Met die werkbezoeken wil ik aangeven hoe urgent ik de aanpak van die gebieden vind, maar ook hoe belangrijk het is om steeds goed de situatie ter plaatse te bekijken. Iedere wijk is anders, zowel fysiek als sociaal. Een gesprek met bewoners op straat kan daarbij vaak meer verhelderen dan een dikke ambtelijke nota.

Participatie:
Wil dat zeggen dat we niets doen wanneer bewoners liever alles bij het oude laten? Zeker niet, maar het betekent wel dat we ons extra moeten inspannen om bewoners bij de plannen te betrekken.Uit onderzoek van bewonersbelangenkoepel Woonbond blijkt overigens dat bewoners de noodzaak van herstructurering wél zien.
Uit datzelfde onderzoek blijkt echter dat meer dan de helft van de gemeenten en corporaties de bewoners niet betrekt bij de opstelling van de prestatieafspraken voor de 56 wijken. Ik vind dit een kwalijke zaak, maar wil hier geen regulerende rol spelen. Het is aan de lokale partijen om bewonersparticipatie goed te regelen. Wél faciliteer ik initiatieven om bewonersparticipatie te stimuleren:


- Een recent voorbeeld is het kennisprogramma sociaal-fysieke wijkenaanpak. Een kennisprogramma van het ministerie van VROM (ruimte, wonen en milieu) samen met het ministerie van VWS (gezondheid, welzijn en sport). Publicaties, conferenties en een handreiking over bewonersparticipatie in praktijk, moeten de samenhang tussen fysieke en sociale componenten in de herstructurering versterken.
- Ik ondersteun ook het Landelijk Samenwerkingsverband aandachtswijken (LSA). Door middel van een viertal praktijkdagen voor actieve bewoners uit de 56 wijken verhogen we de weerbaarheid en het kennisniveau van bewoners. Zo kunnen zij als volwaardige partij de herstructurering helpen versnellen.
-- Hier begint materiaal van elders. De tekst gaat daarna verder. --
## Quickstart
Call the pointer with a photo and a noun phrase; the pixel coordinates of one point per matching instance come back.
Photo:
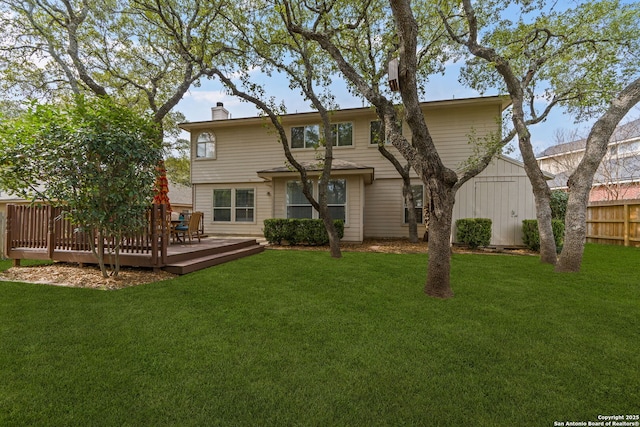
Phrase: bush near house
(531, 236)
(299, 231)
(474, 232)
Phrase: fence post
(626, 224)
(50, 233)
(154, 235)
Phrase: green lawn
(297, 338)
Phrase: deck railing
(46, 229)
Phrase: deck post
(164, 241)
(7, 231)
(154, 234)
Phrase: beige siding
(384, 209)
(502, 193)
(353, 231)
(263, 204)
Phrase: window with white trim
(305, 136)
(418, 200)
(342, 134)
(299, 207)
(337, 198)
(297, 204)
(234, 205)
(245, 204)
(206, 146)
(376, 133)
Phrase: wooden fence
(3, 223)
(44, 232)
(615, 223)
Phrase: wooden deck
(184, 258)
(40, 233)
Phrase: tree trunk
(575, 227)
(541, 191)
(412, 220)
(581, 180)
(439, 265)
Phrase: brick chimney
(219, 112)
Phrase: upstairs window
(305, 136)
(299, 207)
(376, 133)
(222, 205)
(342, 134)
(297, 204)
(418, 201)
(206, 146)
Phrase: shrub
(474, 232)
(298, 231)
(531, 235)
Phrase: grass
(298, 338)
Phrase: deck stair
(198, 258)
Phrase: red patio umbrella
(161, 187)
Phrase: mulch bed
(89, 276)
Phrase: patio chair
(193, 227)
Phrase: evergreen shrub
(299, 231)
(474, 232)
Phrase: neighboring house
(617, 178)
(240, 177)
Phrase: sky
(196, 104)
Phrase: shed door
(498, 200)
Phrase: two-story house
(240, 176)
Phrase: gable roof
(501, 101)
(624, 132)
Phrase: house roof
(624, 132)
(180, 194)
(615, 170)
(501, 101)
(315, 168)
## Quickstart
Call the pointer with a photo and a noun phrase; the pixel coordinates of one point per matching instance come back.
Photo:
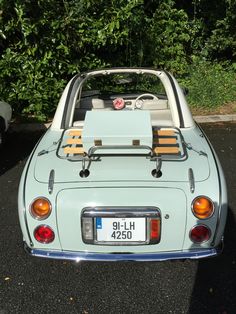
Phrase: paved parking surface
(32, 285)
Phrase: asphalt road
(33, 285)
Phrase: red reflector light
(154, 230)
(44, 234)
(200, 234)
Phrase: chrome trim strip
(112, 211)
(117, 257)
(191, 180)
(51, 181)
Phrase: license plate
(121, 229)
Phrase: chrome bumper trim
(115, 257)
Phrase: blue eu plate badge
(98, 223)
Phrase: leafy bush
(210, 84)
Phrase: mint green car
(123, 173)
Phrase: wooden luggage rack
(166, 143)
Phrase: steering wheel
(138, 103)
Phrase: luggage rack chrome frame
(91, 156)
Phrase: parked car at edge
(5, 118)
(123, 173)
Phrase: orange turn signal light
(41, 208)
(202, 207)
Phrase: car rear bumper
(115, 257)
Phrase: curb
(34, 127)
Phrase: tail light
(200, 233)
(44, 234)
(40, 208)
(202, 207)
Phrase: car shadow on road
(214, 290)
(17, 147)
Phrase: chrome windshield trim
(119, 257)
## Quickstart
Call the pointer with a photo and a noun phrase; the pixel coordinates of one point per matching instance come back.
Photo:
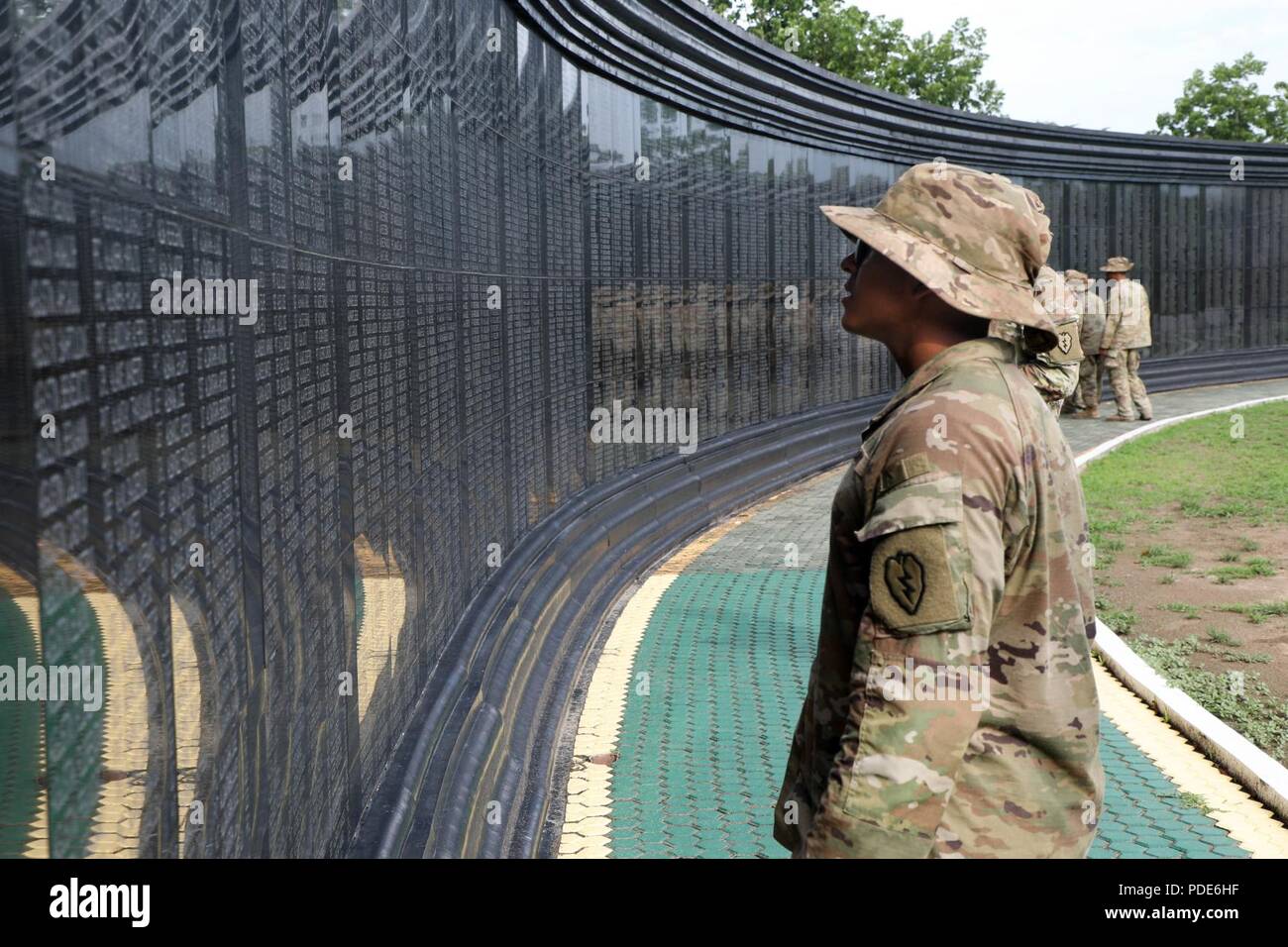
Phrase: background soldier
(960, 551)
(1091, 312)
(1126, 334)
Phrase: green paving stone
(729, 650)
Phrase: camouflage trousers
(1090, 375)
(1124, 368)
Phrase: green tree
(875, 51)
(1228, 105)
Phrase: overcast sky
(1104, 64)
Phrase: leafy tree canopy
(875, 51)
(1228, 105)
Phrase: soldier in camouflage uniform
(1091, 311)
(1126, 334)
(951, 707)
(1055, 372)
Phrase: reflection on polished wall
(265, 532)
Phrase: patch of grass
(1258, 612)
(1166, 557)
(1219, 637)
(1199, 468)
(1193, 800)
(1224, 575)
(1256, 712)
(1120, 620)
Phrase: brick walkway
(700, 684)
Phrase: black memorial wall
(468, 224)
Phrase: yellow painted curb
(1247, 821)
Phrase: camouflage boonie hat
(975, 240)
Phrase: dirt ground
(1144, 587)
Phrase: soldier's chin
(851, 321)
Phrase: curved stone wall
(335, 549)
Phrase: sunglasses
(861, 253)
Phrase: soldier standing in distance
(1091, 309)
(1126, 334)
(951, 707)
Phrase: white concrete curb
(1254, 770)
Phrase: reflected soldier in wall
(1126, 334)
(1091, 321)
(951, 707)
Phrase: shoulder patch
(913, 585)
(919, 561)
(1068, 348)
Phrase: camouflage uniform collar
(975, 350)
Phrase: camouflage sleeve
(1113, 316)
(918, 684)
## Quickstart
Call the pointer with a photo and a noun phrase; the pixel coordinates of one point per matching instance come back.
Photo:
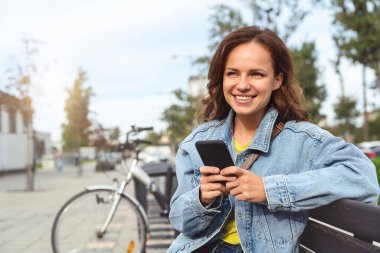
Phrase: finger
(232, 170)
(207, 170)
(216, 178)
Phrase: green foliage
(114, 134)
(180, 117)
(307, 72)
(376, 161)
(358, 30)
(75, 132)
(224, 20)
(345, 111)
(374, 125)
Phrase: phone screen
(214, 153)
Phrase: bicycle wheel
(77, 223)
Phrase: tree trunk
(365, 113)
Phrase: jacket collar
(261, 141)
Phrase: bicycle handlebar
(140, 129)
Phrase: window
(12, 120)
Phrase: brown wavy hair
(288, 99)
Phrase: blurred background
(75, 75)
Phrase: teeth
(243, 97)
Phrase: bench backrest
(357, 226)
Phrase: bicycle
(105, 218)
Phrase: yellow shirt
(230, 230)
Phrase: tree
(268, 13)
(21, 77)
(75, 131)
(180, 117)
(357, 36)
(345, 112)
(307, 73)
(224, 20)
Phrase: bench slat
(363, 220)
(321, 239)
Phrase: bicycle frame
(134, 171)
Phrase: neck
(244, 130)
(245, 127)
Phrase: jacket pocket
(281, 227)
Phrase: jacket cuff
(277, 193)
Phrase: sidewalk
(26, 218)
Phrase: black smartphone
(214, 153)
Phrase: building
(16, 143)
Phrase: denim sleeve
(187, 214)
(337, 170)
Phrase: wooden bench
(357, 226)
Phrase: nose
(243, 84)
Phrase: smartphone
(214, 153)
- Burgers en professionals kunnen ook terecht op de VROM-site voor actuele informatie over de stand van zaken in de 56 wijken en doorklikken naar de website van kenniscentrum KEI voor informatie per wijk.

- Voorts hebben we bij VROM het Experiment Burger Platform (EPB). Doel van het experiment is het VROM-beleid meer 'van, voor en door' de burger te laten zijn. Het eerste thema waar de twintig burgers van het EPB zich over gebogen hebben is 'leefbaarheid en stedelijke vernieuwing'. Ik bekijk op dit moment of het Burgerplatform een vast onderdeel van VROM kan worden dat burgerplannen omzet in beleidsvoorstellen.
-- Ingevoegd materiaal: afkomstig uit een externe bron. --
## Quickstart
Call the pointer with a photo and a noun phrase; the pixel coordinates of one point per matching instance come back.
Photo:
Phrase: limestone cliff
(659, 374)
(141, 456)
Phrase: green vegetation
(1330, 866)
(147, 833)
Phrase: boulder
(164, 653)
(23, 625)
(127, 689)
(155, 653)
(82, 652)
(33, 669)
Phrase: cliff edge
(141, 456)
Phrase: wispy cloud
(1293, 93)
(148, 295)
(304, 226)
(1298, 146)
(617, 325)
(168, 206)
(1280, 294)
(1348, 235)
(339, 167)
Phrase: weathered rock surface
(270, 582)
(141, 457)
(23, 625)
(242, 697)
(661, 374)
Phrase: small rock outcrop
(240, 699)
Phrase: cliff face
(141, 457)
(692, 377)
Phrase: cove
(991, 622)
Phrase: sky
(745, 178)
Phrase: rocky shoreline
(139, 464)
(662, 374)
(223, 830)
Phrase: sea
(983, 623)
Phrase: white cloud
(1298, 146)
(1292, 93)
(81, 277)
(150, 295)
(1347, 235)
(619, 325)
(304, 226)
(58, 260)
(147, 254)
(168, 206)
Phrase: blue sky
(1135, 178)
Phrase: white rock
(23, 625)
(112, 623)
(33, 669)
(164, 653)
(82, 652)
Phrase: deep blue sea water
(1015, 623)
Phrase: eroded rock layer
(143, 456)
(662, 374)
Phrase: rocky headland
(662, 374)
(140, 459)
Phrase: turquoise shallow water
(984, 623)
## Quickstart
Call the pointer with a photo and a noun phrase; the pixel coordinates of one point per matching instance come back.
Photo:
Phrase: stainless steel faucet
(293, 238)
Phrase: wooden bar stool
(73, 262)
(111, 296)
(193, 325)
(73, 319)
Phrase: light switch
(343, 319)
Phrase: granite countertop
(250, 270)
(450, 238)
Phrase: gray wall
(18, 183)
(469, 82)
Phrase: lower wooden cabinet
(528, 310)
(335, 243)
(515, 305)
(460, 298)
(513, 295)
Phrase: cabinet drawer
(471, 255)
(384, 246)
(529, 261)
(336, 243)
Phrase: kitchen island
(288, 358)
- Nog dit najaar gaan we zelfs een stapje verder. Mijn departement zal actief zoeken naar wat de burger van VROM wil en verwacht. Het wordt een VROM-brede verkenning van de zogenoemde 'Publieksagenda'.

Slot:
We kunnen nog wel meer instrumenten van bewonersparticipatie verzinnen en dat gebeurt gelukkig ook. Voor vanmiddag staat in uw programma bijvoorbeeld een excursie gepland naar de aandachtswijk Rustenburg-Oostbroek waar gemeente, bewonersorganisatie en de Stichting Natuur en Milieu een unieke partnership aangaan om via intensieve samenwerking tot een duurzame wijk te komen. Wie het initiatief ook neemt en welke vorm de participatie ook krijgt: uiteindelijk valt of staat alles met vertrouwen. Het vertrouwen dat de bewonersinbreng ook werkelijk gehoord wordt en dat de problemen waarvoor men zich inzet ook daadwerkelijk worden opgelost. Het is daarom van belang dat lokale partijen die bewonersinbreng goed organiseren en het is aan ons om een goede monitoring van de voortgang in de 56 wijken te helpen organiseren. Die voortgang is niet vrijblijvend. Daarvoor zijn de problemen in veel aandachtswijken te groot. Ik wil in 2007 voor de burger zichtbare verbetering in de 56 wijken. Niet alleen waar het de woning zelf of de gebouwde omgeving betreft, maar ook waar het gaat om het leefklimaat, de sociale cohesie. De wijken die er niet op tijd in slagen voortgang zichtbaar te maken zal ik moeten schrappen van onze prioriteitenlijst. Ik wil u vragen mij op de hoogte te houden van de uitkomsten van uw meerdaagse en de eventuele besluiten tot een vervolg. Ik hoop u duidelijk gemaakt te hebben hoezeer ik hecht aan bewonersparticipatie bij de stedelijke vernieuwing in Europa en hoe wij daar in Nederland mee om gaan, want: succesvolle herstructurering is maatwerk voor en door mensen.